Once you're in the club, you're entitled (and beholden) to a whole new set of rules. And just as there are about a zillion and six ways to run afoul of these rules, there are an equal number of ways the board may overstep these rules when requiring -- or disallowing -- things that are beyond the scope of the written rules. (Let's assume the building rules themselves are lawful -- a whole other ball of wax.) Additionally, the board has a fiduciary duty to be responsible with shareholder's money, and to keep the building and premises safe and in good repair.
Simply, if the board oversteps the bounds of the written rules or if it fails in any part of its fiduciary duty, you may have a legal case against it. First, exhaust all available options for settling the complaint peaceably (keep all documentation), and then contact an attorney who specializes in co-op complaints.

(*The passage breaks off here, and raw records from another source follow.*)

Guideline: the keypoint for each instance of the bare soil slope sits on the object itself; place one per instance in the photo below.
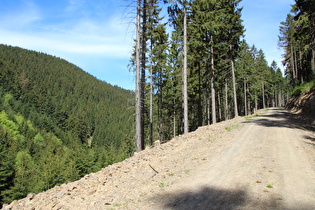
(266, 162)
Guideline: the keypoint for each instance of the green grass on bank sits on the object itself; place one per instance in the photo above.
(256, 115)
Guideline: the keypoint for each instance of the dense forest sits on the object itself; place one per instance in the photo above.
(57, 123)
(297, 38)
(193, 68)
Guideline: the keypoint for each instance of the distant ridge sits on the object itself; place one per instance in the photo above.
(49, 105)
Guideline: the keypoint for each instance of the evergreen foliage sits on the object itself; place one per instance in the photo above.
(297, 37)
(57, 123)
(225, 76)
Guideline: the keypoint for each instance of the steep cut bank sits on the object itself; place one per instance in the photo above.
(266, 162)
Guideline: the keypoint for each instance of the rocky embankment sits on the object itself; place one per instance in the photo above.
(129, 184)
(304, 104)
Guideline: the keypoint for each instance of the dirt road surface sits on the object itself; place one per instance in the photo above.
(269, 164)
(266, 162)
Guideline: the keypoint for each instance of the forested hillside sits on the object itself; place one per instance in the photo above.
(57, 123)
(201, 72)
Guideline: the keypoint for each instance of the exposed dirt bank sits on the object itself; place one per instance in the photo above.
(266, 162)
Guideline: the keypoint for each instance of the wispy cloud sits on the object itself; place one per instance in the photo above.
(25, 14)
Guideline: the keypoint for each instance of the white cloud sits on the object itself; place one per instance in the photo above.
(24, 15)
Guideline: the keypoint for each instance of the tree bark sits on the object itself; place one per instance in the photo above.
(226, 102)
(213, 110)
(263, 92)
(234, 89)
(245, 97)
(185, 94)
(139, 124)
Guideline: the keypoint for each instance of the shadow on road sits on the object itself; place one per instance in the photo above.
(212, 198)
(205, 198)
(279, 117)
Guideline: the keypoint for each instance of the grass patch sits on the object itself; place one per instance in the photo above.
(256, 115)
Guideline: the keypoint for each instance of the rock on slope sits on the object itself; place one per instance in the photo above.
(130, 183)
(304, 104)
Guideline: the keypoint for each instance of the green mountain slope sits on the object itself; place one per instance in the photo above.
(57, 122)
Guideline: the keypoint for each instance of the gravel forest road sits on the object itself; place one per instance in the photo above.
(266, 162)
(269, 164)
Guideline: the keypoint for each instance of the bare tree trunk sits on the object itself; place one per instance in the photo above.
(245, 98)
(256, 104)
(151, 105)
(213, 110)
(185, 94)
(174, 119)
(313, 60)
(208, 105)
(263, 92)
(234, 86)
(139, 124)
(219, 103)
(226, 102)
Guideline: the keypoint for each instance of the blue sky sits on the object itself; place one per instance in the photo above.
(98, 35)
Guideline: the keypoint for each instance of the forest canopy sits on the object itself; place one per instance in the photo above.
(57, 122)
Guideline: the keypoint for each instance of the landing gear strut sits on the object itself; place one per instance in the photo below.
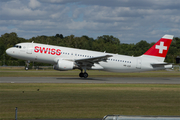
(27, 65)
(81, 74)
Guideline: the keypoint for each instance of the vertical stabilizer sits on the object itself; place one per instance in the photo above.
(159, 50)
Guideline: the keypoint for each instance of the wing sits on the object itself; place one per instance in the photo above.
(92, 62)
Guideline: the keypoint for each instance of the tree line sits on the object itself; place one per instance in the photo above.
(107, 43)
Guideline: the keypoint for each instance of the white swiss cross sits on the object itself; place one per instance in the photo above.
(161, 47)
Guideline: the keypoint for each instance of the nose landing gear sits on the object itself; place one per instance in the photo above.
(81, 74)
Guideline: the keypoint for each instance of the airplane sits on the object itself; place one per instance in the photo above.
(65, 58)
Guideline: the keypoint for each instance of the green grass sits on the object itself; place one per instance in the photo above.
(87, 100)
(75, 73)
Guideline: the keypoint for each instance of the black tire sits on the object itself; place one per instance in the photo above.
(85, 75)
(81, 75)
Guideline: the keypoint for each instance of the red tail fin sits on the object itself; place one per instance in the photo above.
(161, 48)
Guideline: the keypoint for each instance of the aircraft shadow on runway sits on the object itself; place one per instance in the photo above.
(83, 79)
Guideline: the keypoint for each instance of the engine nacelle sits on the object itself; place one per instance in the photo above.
(63, 65)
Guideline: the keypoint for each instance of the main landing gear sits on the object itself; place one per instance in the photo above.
(81, 74)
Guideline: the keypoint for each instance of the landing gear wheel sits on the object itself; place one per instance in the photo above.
(26, 68)
(81, 74)
(85, 75)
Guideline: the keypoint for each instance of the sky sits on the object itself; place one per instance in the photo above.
(129, 20)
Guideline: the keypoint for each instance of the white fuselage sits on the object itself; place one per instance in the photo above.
(50, 54)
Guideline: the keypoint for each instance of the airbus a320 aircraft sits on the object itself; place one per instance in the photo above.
(64, 58)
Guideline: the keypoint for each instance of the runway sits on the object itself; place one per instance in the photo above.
(123, 80)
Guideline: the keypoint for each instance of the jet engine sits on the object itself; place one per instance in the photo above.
(63, 65)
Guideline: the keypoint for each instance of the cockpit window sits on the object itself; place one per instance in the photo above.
(17, 46)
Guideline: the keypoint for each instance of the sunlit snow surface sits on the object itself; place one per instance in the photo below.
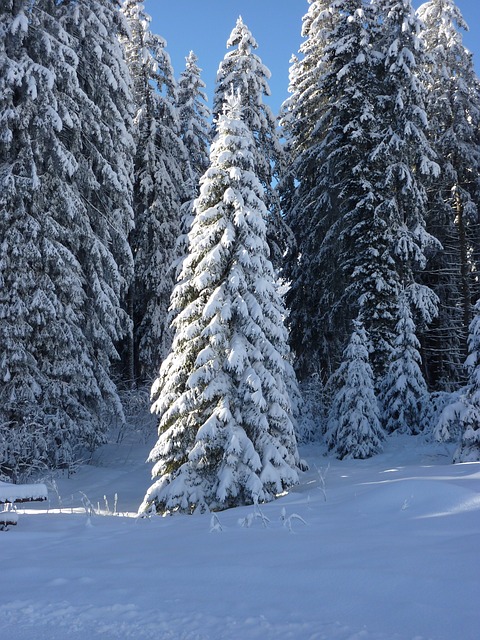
(392, 553)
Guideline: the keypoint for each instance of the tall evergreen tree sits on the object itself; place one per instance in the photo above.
(54, 386)
(243, 70)
(469, 447)
(193, 116)
(403, 153)
(103, 146)
(453, 108)
(344, 263)
(226, 435)
(404, 391)
(353, 428)
(161, 173)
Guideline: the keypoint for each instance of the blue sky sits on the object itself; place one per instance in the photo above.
(205, 25)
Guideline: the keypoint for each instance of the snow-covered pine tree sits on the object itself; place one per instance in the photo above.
(193, 116)
(344, 261)
(50, 400)
(161, 176)
(453, 109)
(226, 435)
(403, 156)
(353, 427)
(403, 388)
(243, 70)
(469, 447)
(103, 146)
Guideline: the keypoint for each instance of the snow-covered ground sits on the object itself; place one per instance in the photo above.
(387, 548)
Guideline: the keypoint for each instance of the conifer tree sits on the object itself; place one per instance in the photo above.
(226, 435)
(403, 153)
(344, 264)
(161, 176)
(453, 109)
(404, 391)
(469, 447)
(193, 116)
(353, 427)
(53, 389)
(243, 70)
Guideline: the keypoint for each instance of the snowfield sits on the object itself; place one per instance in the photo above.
(386, 548)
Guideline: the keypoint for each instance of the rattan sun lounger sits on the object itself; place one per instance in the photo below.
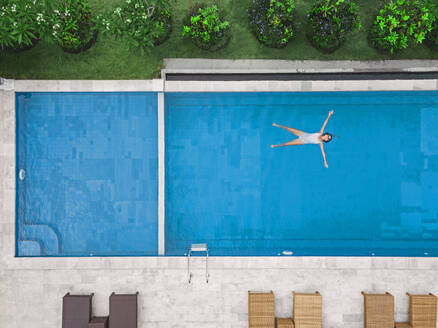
(261, 310)
(307, 310)
(123, 310)
(422, 312)
(76, 310)
(378, 310)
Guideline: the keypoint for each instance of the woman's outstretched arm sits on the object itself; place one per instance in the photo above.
(325, 122)
(323, 154)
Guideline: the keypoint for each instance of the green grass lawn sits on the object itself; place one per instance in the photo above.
(110, 59)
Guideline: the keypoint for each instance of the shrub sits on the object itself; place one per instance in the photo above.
(206, 27)
(21, 24)
(330, 21)
(399, 24)
(142, 24)
(271, 21)
(432, 37)
(74, 27)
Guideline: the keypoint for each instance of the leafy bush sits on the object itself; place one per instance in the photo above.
(73, 26)
(206, 27)
(143, 24)
(271, 21)
(330, 21)
(21, 24)
(432, 37)
(399, 24)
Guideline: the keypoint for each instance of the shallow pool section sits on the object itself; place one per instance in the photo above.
(225, 186)
(86, 174)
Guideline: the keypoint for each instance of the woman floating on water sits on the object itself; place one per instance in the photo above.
(308, 138)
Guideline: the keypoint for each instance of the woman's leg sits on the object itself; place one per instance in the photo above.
(290, 143)
(294, 131)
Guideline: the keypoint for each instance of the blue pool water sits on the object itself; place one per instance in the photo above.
(90, 163)
(225, 186)
(88, 166)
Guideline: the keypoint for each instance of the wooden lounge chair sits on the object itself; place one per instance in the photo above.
(123, 310)
(307, 310)
(261, 310)
(378, 310)
(76, 310)
(422, 312)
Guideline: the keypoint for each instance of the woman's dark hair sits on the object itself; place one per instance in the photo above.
(328, 134)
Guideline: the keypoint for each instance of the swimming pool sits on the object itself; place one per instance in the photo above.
(225, 186)
(87, 174)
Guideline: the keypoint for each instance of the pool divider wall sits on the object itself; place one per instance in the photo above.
(161, 175)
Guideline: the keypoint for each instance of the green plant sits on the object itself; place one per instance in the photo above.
(399, 24)
(73, 25)
(271, 21)
(142, 24)
(432, 37)
(330, 21)
(21, 23)
(206, 27)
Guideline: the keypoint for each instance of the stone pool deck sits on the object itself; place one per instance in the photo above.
(31, 289)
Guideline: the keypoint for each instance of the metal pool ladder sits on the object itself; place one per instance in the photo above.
(198, 248)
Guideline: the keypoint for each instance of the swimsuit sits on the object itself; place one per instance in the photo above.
(310, 138)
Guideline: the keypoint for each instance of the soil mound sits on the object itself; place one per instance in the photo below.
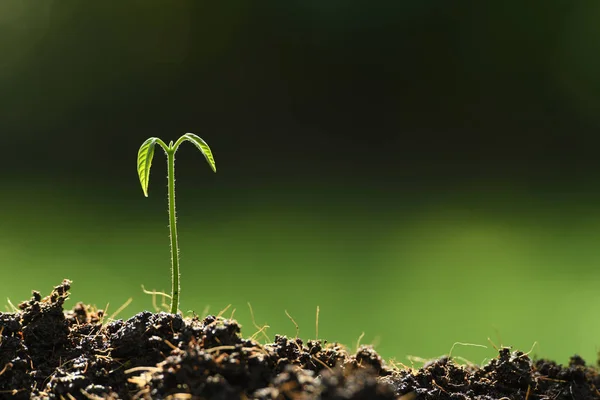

Common sources of legal cases include unfair rejections of attempts to sell, renovations proposed by the occupant, renovations requested by the board and all aspects of living in close proximity to others. (Really, there are so many rules and such Byzantine regulations that you'll need an attorney's expert help to navigate your specific grievance.)
But before you decide to take on your co-op board in a legal battle, ask yourself if it's really worth it. Litigation is expensive, time-consuming and divisive. Are you willing to pay all three prices? Know the answer before you head to court.